As a keystone species, beavers play a very important role in creating wetland habitat. They build a dam in a wooded portion of an area and as the water covers the tree bases, the trees will eventually die. These dead trees called “snags” will become homes for cavity-nesting birds such as woodpeckers, owls, ducks and others. These “snags” are vital nesting sites. It also creates habitat for shorebirds, ducks, fish, reptiles and amphibians. This rich diversity of life will than attract predators like otters, minks, raccoon, hawks, owls and others to the area. When after many years the wood supply they need is gone the beaver will move on to find a new territory. Once they have left and they are no longer there to maintain the dam, it will eventually break and the water will run off creating an open area where grass, shrubs and berry bushes will grow that attract insects and rodents. This new habitat will now attract insect eating birds such as songbirds, plus deer, bear, turkeys and herons. The flow of the natural world continues as a different habitat emerges and has been created. All of this is due to the American beaver.

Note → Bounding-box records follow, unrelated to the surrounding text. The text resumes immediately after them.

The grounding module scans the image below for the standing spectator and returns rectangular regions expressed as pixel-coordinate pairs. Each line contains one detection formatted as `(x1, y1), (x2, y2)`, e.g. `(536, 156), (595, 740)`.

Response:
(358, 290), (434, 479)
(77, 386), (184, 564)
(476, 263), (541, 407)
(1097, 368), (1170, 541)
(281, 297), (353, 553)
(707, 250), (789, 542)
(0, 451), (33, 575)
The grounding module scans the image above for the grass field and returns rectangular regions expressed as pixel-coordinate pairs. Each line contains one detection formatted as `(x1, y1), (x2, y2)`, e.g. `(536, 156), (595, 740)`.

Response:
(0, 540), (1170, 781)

Beavers were once hunted and trapped to the point of extinction and thought of as only rodents who caused trouble with their dams because they flood roads, pastures and crops. However we now know we can manage their dams with devices such as the flow devices like one installed at Boordys. Humans can actually benefit by letting beavers help us with wetland restoration projects. They can reduce costs because the beavers do the work for free. People are now coming from around the world to attend Beaver Conferences where they learn how beaver can be used to restore wetlands and river restorations. Using funding from NOAA, salmon habitat is being restored in Bridge Creek Oregon. Beavers are industrious creatures whose dams trap sediments, increase flood plains and create wetlands for wildlife. We have learned so much by studying them. No more are they considered just a nuisance to be trapped. They play a role. An important role that would be vacant if not for them.
I hope we can continue to call the return of the American Beaver a success story and witness more success stories for other creatures we share our planet with in the future. All creatures play a role…either predator or prey. Keystone creatures play a vital role for all other creatures by creating and protecting habitats. You remove the keystone and the whole ecosystem changes drastically.